@greyarea My main issues with Arise were sloppy characterization and the surface level nature of its "ripped from tomorrow's headlines" worldbuilding.
SAC & 2nd Gig understood that as cynical, bleak, and morally gray as the setting and characters are, there still has to be an emotional core to connect with the viewer on some level. Batou's crush on the Major and the Tachikoma's innocence (and self-sacrifice) served that role well.
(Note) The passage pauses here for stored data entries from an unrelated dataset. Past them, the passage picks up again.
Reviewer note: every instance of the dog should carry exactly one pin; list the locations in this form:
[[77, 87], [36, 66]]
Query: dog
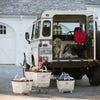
[[67, 51], [57, 48]]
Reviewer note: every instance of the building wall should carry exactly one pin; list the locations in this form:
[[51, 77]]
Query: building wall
[[20, 24]]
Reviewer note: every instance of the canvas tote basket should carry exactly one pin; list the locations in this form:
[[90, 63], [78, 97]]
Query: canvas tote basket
[[40, 78], [80, 36], [21, 87], [66, 84]]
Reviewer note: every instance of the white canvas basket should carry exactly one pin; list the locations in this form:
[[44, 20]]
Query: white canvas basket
[[40, 79], [65, 85], [21, 87]]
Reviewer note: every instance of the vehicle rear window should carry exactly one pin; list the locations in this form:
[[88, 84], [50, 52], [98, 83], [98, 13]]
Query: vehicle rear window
[[46, 28]]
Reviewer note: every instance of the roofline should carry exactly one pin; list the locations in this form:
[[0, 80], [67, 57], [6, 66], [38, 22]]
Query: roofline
[[18, 16], [68, 12]]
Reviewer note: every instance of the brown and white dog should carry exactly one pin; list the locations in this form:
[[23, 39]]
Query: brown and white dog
[[57, 48], [67, 51]]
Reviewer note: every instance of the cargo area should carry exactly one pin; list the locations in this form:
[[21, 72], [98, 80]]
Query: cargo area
[[64, 28]]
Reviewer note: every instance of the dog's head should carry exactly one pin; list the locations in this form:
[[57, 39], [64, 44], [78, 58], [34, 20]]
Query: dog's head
[[67, 48], [57, 42]]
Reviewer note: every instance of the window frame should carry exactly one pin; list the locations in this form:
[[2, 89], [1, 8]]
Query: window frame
[[43, 28], [3, 29], [39, 28]]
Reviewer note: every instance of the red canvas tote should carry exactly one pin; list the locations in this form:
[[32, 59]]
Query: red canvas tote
[[80, 36]]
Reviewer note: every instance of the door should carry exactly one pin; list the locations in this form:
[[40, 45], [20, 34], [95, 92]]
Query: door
[[7, 45]]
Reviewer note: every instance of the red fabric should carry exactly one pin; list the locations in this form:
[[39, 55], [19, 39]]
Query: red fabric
[[40, 64], [80, 36]]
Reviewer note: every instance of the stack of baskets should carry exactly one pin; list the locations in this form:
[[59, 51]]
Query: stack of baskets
[[65, 83], [21, 85]]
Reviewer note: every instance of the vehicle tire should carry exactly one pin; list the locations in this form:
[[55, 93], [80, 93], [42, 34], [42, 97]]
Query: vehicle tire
[[94, 75], [25, 64]]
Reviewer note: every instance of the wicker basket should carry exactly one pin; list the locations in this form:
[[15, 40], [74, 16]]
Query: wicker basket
[[41, 79], [65, 85], [21, 87]]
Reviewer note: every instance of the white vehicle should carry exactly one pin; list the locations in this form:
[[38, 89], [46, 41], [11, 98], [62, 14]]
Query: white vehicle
[[83, 58]]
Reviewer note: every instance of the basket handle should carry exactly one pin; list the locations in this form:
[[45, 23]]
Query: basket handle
[[45, 69], [67, 76]]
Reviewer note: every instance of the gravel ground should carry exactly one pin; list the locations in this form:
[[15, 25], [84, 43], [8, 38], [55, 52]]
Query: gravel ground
[[82, 88]]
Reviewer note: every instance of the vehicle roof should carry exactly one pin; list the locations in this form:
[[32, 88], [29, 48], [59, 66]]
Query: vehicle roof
[[52, 13]]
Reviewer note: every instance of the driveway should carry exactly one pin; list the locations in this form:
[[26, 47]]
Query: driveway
[[82, 91]]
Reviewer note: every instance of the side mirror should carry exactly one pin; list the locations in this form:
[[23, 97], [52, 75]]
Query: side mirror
[[27, 36]]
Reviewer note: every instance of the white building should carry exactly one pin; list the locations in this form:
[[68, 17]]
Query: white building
[[16, 18]]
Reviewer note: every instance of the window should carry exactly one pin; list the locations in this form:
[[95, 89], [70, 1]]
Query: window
[[90, 25], [32, 36], [46, 28], [37, 30], [2, 29]]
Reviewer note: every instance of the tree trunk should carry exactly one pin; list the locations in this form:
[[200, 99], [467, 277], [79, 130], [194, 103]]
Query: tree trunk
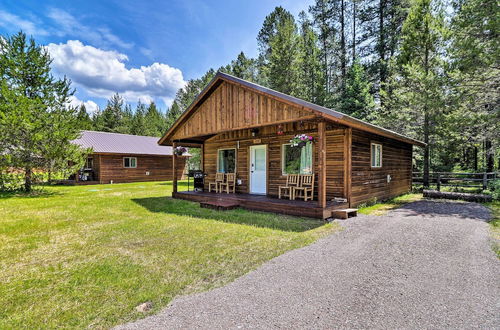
[[354, 13], [27, 179], [488, 153], [343, 52], [426, 150]]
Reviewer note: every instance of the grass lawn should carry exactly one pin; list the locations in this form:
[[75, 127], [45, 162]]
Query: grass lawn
[[85, 256], [495, 225], [384, 207]]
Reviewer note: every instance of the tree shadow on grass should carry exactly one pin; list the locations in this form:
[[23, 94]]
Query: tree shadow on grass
[[36, 193], [169, 205]]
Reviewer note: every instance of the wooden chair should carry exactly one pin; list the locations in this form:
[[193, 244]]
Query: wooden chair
[[230, 183], [306, 187], [292, 180], [219, 179]]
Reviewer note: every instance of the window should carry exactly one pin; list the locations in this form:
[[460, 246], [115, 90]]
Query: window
[[226, 161], [89, 163], [297, 160], [129, 162], [376, 155]]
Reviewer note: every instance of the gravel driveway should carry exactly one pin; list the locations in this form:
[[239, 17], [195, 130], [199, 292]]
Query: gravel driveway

In Arise, the Major is a conniving shrew who wheedles constantly for a bigger budget, only to get slapped down by Aramaki constantly. Saito went from "cool sniper" to "compulsive gambler and serial traitor". The main stakes at one point was to stop the release of secret files of Japan's war crimes to prevent other countries from demanding reparations. It was just cynicism without any redeeming qualities, and there were no characters I actually liked.
And in spite of all that, they had the gall to have the Section 9 team posture at the end as though their motivation for starting up was to stand against injustice and corruption when they'd shown zero moral center up to that point.
Add onto that the frequent namedropping of things like "Stuxnet Type Virus" and it just felt like the writers were trying too hard to sound modern and relevant without saying anything meaningful about those underlying ideas.
Cornelius also doesn't hold a candle to Origa or Yoko Kanno when it comes to the soundtrack. That's not really his fault, but it didn't help.
Most people probably don't care as much about this shit, but I just didn't care for how far Arise fell from the GitS tree. Maybe SAC_2045 is better written, idk. Ditching 2D animation for full CGI is a mark against it in my books, though, unless it's a cut above what I've seen from other series.